Complaint Mechanisms for Children and Adolescents in Out-of-Home Care

Claudia Kittel 1 Judith Feige 2
1National CRC Monitoring Mechanism, German Institut for Human Rights
2National Crc Monitoring Mechanism Germany, Senior Researcher and Policy Adviser

The UN Convention on the Rights of the Child (UN CRC) calls for children to have access to ways to bring individual complaints in addition to the "classic" methods of bringing a legal complaint – the latter being available to children only by way of their parents or legal guardians. This refers to complaint mechanisms that are readily accessible to all children and allow complaints to be handled effectively through child-friendly procedures.

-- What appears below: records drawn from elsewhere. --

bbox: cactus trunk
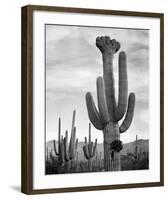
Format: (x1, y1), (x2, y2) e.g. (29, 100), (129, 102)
(88, 158), (92, 171)
(102, 51), (120, 171)
(103, 122), (120, 171)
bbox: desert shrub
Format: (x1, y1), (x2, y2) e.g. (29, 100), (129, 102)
(121, 154), (149, 171)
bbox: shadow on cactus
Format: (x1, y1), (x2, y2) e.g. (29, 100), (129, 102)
(85, 36), (136, 171)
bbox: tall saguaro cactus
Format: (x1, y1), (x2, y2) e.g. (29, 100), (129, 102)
(85, 36), (135, 171)
(83, 123), (97, 171)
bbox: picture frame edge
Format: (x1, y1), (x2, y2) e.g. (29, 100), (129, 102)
(21, 4), (164, 195)
(21, 5), (33, 194)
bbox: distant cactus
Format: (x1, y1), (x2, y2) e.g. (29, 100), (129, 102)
(83, 123), (97, 171)
(135, 135), (138, 159)
(53, 118), (65, 166)
(53, 110), (78, 172)
(85, 36), (135, 171)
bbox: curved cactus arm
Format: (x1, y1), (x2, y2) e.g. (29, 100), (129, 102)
(83, 146), (89, 159)
(60, 136), (65, 164)
(89, 142), (93, 157)
(84, 137), (88, 147)
(119, 93), (135, 133)
(58, 117), (61, 153)
(53, 139), (59, 156)
(69, 126), (74, 152)
(71, 110), (76, 132)
(115, 51), (128, 121)
(97, 76), (110, 124)
(75, 138), (78, 157)
(84, 137), (90, 157)
(69, 110), (76, 150)
(75, 138), (78, 149)
(64, 131), (69, 162)
(69, 127), (76, 159)
(89, 123), (91, 143)
(93, 138), (97, 156)
(86, 92), (104, 130)
(73, 127), (76, 147)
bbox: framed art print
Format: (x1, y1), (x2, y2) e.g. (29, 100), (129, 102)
(21, 5), (164, 194)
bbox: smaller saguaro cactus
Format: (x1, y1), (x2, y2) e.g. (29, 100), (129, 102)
(53, 110), (78, 172)
(83, 123), (97, 171)
(64, 128), (78, 170)
(135, 135), (138, 159)
(53, 118), (65, 166)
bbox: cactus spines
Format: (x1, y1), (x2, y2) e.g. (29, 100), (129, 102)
(85, 36), (135, 171)
(83, 123), (97, 171)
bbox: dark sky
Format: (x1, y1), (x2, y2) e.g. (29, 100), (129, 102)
(46, 24), (149, 143)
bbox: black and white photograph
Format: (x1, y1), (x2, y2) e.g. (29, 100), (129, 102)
(45, 24), (149, 175)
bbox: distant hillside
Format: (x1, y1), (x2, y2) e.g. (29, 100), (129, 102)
(46, 139), (149, 161)
(121, 139), (149, 155)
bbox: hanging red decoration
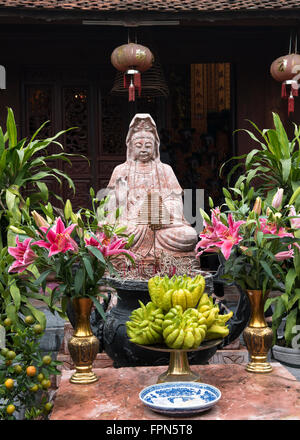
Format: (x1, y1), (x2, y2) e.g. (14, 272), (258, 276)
(270, 33), (300, 116)
(111, 42), (154, 102)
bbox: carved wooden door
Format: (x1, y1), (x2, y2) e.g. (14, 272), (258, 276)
(21, 66), (166, 211)
(22, 68), (94, 210)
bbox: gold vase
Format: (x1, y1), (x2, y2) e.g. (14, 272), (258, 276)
(243, 289), (273, 373)
(68, 297), (99, 384)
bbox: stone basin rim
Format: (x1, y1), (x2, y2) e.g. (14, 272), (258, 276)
(101, 271), (214, 291)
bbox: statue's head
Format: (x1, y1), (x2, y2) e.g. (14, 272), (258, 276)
(126, 114), (160, 162)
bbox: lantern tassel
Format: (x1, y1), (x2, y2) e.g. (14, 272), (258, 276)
(288, 92), (294, 115)
(134, 72), (141, 97)
(129, 81), (135, 102)
(281, 82), (287, 98)
(124, 74), (131, 89)
(292, 83), (299, 97)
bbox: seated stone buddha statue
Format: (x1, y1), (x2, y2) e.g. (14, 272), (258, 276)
(104, 113), (198, 259)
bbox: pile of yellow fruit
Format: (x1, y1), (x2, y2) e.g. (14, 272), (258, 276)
(126, 274), (233, 350)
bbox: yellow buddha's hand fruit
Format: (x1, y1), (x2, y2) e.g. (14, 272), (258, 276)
(205, 324), (230, 340)
(126, 301), (164, 345)
(162, 305), (207, 349)
(148, 274), (206, 312)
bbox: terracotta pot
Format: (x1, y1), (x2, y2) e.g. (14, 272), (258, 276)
(68, 297), (99, 384)
(243, 289), (273, 373)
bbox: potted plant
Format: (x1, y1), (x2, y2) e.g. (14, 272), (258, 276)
(7, 193), (136, 384)
(264, 211), (300, 367)
(0, 107), (79, 327)
(196, 193), (299, 373)
(221, 112), (300, 367)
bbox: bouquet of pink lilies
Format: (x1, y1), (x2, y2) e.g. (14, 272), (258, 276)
(196, 188), (300, 294)
(7, 194), (136, 317)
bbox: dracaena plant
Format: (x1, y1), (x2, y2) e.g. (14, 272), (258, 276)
(6, 191), (136, 319)
(0, 107), (78, 250)
(222, 112), (300, 211)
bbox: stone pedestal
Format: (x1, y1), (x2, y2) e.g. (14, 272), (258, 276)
(50, 363), (300, 420)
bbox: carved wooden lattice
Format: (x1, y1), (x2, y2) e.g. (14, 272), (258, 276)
(62, 87), (89, 156)
(25, 86), (53, 140)
(101, 94), (127, 156)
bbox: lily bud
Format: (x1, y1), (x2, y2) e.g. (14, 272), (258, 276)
(266, 207), (273, 218)
(252, 197), (262, 215)
(240, 246), (252, 257)
(31, 211), (50, 229)
(272, 188), (284, 209)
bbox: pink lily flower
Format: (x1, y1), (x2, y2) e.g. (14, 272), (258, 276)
(8, 236), (37, 273)
(258, 218), (294, 238)
(196, 211), (245, 260)
(32, 217), (78, 257)
(275, 245), (294, 261)
(289, 206), (300, 230)
(216, 214), (245, 260)
(195, 209), (222, 256)
(85, 232), (136, 259)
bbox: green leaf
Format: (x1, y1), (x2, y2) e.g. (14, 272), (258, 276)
(285, 268), (297, 295)
(5, 189), (16, 212)
(5, 304), (19, 327)
(52, 168), (75, 193)
(74, 268), (85, 295)
(288, 289), (300, 310)
(284, 308), (297, 347)
(256, 231), (264, 247)
(246, 169), (258, 186)
(33, 269), (53, 287)
(61, 297), (69, 316)
(0, 126), (5, 157)
(89, 295), (106, 321)
(264, 296), (280, 312)
(36, 181), (49, 202)
(272, 112), (290, 159)
(199, 208), (212, 225)
(83, 256), (94, 282)
(259, 260), (278, 285)
(87, 245), (106, 265)
(6, 108), (17, 149)
(9, 282), (21, 311)
(280, 158), (291, 183)
(225, 197), (235, 211)
(245, 149), (261, 167)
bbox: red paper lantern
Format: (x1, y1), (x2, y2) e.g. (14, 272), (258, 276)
(111, 43), (154, 102)
(270, 53), (300, 115)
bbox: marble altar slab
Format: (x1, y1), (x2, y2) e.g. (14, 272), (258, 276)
(50, 363), (300, 420)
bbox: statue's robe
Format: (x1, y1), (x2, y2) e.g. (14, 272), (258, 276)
(106, 160), (198, 257)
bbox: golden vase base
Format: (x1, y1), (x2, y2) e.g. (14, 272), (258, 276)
(136, 339), (222, 384)
(70, 369), (99, 385)
(157, 368), (200, 384)
(246, 361), (273, 373)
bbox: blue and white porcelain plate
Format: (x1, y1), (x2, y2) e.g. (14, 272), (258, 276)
(139, 382), (221, 415)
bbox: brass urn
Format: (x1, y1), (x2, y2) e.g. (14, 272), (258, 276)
(243, 290), (273, 373)
(68, 297), (99, 384)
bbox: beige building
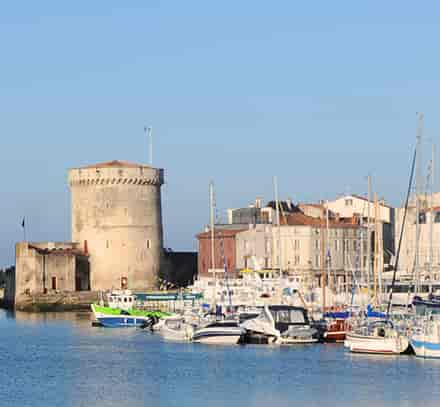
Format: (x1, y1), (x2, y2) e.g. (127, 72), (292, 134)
(12, 242), (89, 306)
(235, 212), (362, 291)
(69, 160), (164, 290)
(395, 193), (440, 282)
(324, 194), (395, 267)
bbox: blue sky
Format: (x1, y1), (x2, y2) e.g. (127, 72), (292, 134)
(1, 1), (440, 267)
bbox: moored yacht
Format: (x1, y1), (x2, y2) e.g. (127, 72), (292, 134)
(153, 315), (194, 342)
(410, 313), (440, 358)
(192, 320), (244, 345)
(344, 319), (410, 354)
(241, 305), (318, 344)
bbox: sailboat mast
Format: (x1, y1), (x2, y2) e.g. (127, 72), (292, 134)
(273, 176), (282, 278)
(367, 175), (372, 302)
(415, 113), (423, 295)
(326, 201), (331, 300)
(209, 181), (216, 309)
(321, 205), (326, 312)
(373, 194), (380, 306)
(429, 144), (435, 293)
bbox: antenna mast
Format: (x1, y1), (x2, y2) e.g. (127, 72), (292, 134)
(144, 126), (153, 166)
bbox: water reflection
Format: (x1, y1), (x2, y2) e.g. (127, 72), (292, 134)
(1, 310), (440, 407)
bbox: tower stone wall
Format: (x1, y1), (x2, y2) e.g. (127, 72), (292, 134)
(68, 161), (164, 291)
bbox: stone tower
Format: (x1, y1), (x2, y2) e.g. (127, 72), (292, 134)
(68, 160), (164, 291)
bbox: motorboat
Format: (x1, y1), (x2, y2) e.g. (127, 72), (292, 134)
(344, 319), (410, 354)
(192, 320), (244, 345)
(91, 290), (170, 328)
(410, 313), (440, 358)
(241, 305), (318, 344)
(153, 315), (194, 342)
(323, 317), (347, 342)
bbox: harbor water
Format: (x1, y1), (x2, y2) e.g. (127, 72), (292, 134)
(1, 309), (440, 407)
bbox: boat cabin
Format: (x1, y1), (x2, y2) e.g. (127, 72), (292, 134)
(106, 290), (136, 311)
(268, 306), (310, 332)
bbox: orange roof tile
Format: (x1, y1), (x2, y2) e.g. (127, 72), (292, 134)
(282, 212), (360, 229)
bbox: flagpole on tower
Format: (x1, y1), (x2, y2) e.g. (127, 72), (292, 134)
(144, 126), (153, 166)
(21, 217), (26, 242)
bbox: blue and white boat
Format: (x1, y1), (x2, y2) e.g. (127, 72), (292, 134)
(411, 314), (440, 358)
(192, 320), (244, 345)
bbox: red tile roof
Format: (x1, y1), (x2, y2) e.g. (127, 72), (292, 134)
(282, 212), (360, 229)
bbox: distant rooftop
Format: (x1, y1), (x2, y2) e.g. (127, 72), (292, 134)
(74, 160), (152, 170)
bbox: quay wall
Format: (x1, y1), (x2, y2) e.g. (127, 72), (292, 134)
(13, 291), (100, 312)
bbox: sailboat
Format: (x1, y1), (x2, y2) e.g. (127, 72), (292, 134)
(191, 182), (244, 345)
(410, 313), (440, 358)
(345, 319), (409, 354)
(345, 120), (420, 355)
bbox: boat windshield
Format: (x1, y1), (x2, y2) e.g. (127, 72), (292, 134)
(274, 310), (305, 324)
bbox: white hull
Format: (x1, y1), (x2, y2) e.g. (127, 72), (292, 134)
(192, 325), (243, 345)
(345, 333), (409, 355)
(411, 339), (440, 358)
(152, 316), (193, 342)
(161, 327), (193, 342)
(280, 337), (318, 344)
(410, 316), (440, 358)
(193, 334), (242, 345)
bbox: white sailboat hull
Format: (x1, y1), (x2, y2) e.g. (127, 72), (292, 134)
(345, 333), (409, 354)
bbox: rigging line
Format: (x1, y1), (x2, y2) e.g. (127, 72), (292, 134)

With the entry into force of the individual complaints procedure under the Third Optional Protocol to the Convention, the UN CRC itself has afforded a means for children to bring complaints of this kind to the UN treaty body in Geneva since 2012. Many countries do not currently have a complaint mechanism at the national level comparable to the UN individual complaints procedure, through which both children, irrespective of their age, and adults have the right to bring complaints

Nonetheless, procedures for bringing individual complaints are becoming increasingly widespread in the immediate environment of children, such as at schools and childcare centres. These are often in-house complaint mechanisms though, not complaint receiving bodies of the type envisaged by the UN Committee on the Rights of the Child in its General Comment No. 2: independent bodies which might, for example, have the authority to instruct other bodies to take specific action.

The presentation / lecture would provide an overview of the specifications of the UN CRC and the Committee on the Rights of the Child as well as the resolution of the UN General Assembly on Guidelines for the Alternative Care of Children (A/RES/64/142) and then problematize these in an application-oriented manner for the out-of-home care sector.